Symantec released the results of its 2009 Storage and Security in SMBs survey in April, which found that globally, a high number of small and medium businesses have not even taken basic precautions, such as implementing anti-virus software and backing up their data.

“Small and large companies need to recognize that cyber attacks are a constant threat and are many times conducted by foreign government intelligence agencies,” says Lynn Mattice. “Unless companies deploy sophisticated detection software, they do not realize they have lost trade secrets as a result of these attacks because they still have their information; it has simply been copied and sent back to be utilized by foreign competitors.”

“Another challenge for small businesses is that they can’t afford a CIO,” says Payton. “They think since they’re not in the tech business, it does not need to be a big concern. And I tell them, if you’re in business, tech is your business. Because if you use a PC or keep any electronic records, you need to understand your threats and vulnerabilities. If you can’t afford your own IT person, you should hire somebody to come in periodically and do a threat and vulnerability assessment. They can create a mitigation plan and train your staff on how to protect your company’s information and what needs to be done to protect your infrastructure.”

An Uncertain Future

As of this writing, it is unclear what will ultimately be done to improve public-private information sharing. The details of all the proposed plans have yet to be hashed out. Many harbor high hopes that a new advisory panel or cybersecurity czar will provide the focus needed to open up the lines of communication.
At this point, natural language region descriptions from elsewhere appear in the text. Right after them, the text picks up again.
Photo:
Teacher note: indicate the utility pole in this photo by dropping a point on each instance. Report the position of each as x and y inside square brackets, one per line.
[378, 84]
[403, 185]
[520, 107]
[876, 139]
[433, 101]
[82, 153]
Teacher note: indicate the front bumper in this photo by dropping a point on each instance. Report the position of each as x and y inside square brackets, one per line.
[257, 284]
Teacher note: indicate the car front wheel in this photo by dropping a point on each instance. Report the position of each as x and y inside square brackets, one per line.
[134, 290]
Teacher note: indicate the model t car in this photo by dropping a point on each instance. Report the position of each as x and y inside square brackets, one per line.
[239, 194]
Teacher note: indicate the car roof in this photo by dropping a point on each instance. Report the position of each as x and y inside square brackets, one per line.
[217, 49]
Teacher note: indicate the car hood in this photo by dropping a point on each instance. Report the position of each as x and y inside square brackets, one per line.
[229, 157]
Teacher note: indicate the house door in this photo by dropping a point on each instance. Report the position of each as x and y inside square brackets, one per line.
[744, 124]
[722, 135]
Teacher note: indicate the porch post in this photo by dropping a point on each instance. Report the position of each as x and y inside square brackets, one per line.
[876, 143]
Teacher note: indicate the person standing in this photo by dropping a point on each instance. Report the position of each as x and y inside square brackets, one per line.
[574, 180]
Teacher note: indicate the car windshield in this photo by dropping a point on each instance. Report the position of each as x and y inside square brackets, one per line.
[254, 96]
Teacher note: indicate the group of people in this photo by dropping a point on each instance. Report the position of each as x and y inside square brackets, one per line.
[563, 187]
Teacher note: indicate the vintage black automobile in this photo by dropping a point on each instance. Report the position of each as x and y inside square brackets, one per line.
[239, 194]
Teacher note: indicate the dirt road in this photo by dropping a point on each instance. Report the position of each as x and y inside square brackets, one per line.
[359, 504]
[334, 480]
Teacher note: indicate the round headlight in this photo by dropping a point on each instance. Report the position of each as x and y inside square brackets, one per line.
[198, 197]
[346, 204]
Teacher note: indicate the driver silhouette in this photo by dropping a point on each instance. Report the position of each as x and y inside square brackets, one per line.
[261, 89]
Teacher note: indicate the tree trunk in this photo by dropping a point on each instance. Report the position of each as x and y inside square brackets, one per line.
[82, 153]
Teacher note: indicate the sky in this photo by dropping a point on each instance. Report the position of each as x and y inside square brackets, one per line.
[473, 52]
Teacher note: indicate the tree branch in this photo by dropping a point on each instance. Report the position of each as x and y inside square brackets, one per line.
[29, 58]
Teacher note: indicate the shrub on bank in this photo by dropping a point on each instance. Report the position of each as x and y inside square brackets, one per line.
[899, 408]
Whatever happens, says Payton, we must work to ensure that information is not only shared, but usable. “When we build this bridge of collaboration, we have to figure out how we’re going to filter all this shared data into actionable information for the public and private sector,” she says. “I believe there should be several avenues of communication and several forums that the private sector can use to network and collaborate with the public sector. There may be some groups or councils that need to be vertically focused for specific industries. In addition, emergency alerts regarding cyber threats need multiple levels of notification based on the level of alert. We need to facilitate bi-directional sharing between the government and private industry of core best practices and emerging threats. A combination of Web conferences, in-person meetings and white papers are different approaches to get that information shared in a way that is meaningful and actionable. It’s really about sitting down, negotiating what works by industry verticals and thinking through an appropriate communication plan.”